The unified criticism of Borrell from across the fragmented political spectrum is especially notable. One MEP lamented the fact that Borrell was “figure dancing” during an ice hockey match. Another asked Borrell, in his native Spanish, “¿Dónde están los cojones de la Unión Europea?” Over 70 others sent a letter to European Commission President Ursula von der Leyen, blasting the envoy’s “failure to stand for the interests and values of the European Union.”

Outside commentators remarked that in going on this “fool’s errand,” Borrell suffered “a brutal, calculated public humiliation” and brought about a “low point in the so-far largely undistinguished history of the EU high representative for foreign policy.” A Politico Europe story titled “EU foreign policy RIP” painted an especially morbid picture, declaring that “European foreign policy died in Moscow.” All that is left now is a sea burial in the Baltic, where the final section of Nord Stream 2 is being laid, it concluded mordantly.

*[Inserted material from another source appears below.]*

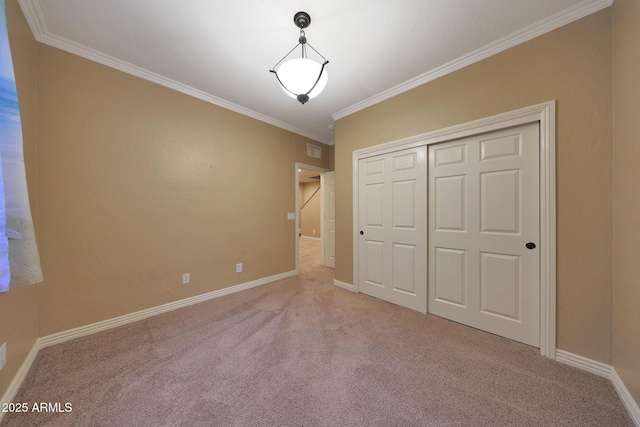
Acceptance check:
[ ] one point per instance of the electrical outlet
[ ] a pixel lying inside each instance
(3, 355)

Of course, EU divisions are not Borrell’s fault. He cannot be expected to bridge the gap between German President Frank-Walter Steinmeier’s mystifying invocation of Soviet deaths in World War Two as justification for continuing with Nord Stream 2 and Polish Prime Minister Mateusz Morawiecki’s portrayal of the pipeline as an “anti-Union project that could soon serve Russia’s aggressive politics.”

Indeed, the “dead-end pragmatism” of Germany, the EU’s most powerful member in its dealings with Russia means that the bloc “has nothing to offer and nothing to threaten” so long as Berlin maintains that “change can be achieved through trade.” Again, Borrell cannot be expected to alter this reality.

What he can be expected to do, however, is not stumble into scenarios in which that internal division is not laid bare for the rest of the world to see. Yet this was precisely what he did in going to Moscow.

The EU has troubles enough, most immediately with its halting vaccine distribution roll-out, for it to expose itself in this way. Russia has repeatedly called the bloc’s bluff on its decades-long quest to be taken seriously as a foreign policy actor, and as Borrell’s visit indicates, the Kremlin is winning that bet.

In going to Moscow, the high representative got a graduate degree in international relations, complete with a strong experiential education component. Yet it is not him who will be paying tuition.

That tuition will be billed to Russian citizens subject to arrest for attending peaceful protests, people whose lives and futures are, in the EU’s eyes, not worth risking commercial interests and the possibility of diplomatic niceties. Russia has long suspected this to be the case, and Borrell’s visit simply confirmed that suspicion.

But this need not be the case.

Russia is a member of the Council of Europe and of the European Convention on Human Rights, so its rights violations are “the business of all Europeans.” Armed with the “moral self-confidence” that some EU states have taken to their relations with China, the bloc could actually use its economic weight to try to alter Russian behavior. Ultimately, as Borrell hopefully has learned, foreign policy is about “trying to get some country to do what you want,” not just giving joint press conferences.

Hopefully, the next time Borrell or a successor travel to Moscow, EU members will allow the representative to pack the proper ice skates, ensuring that the block will not be left doing unconvincing Biellmann spins while the Russians shoot a puck into an empty net.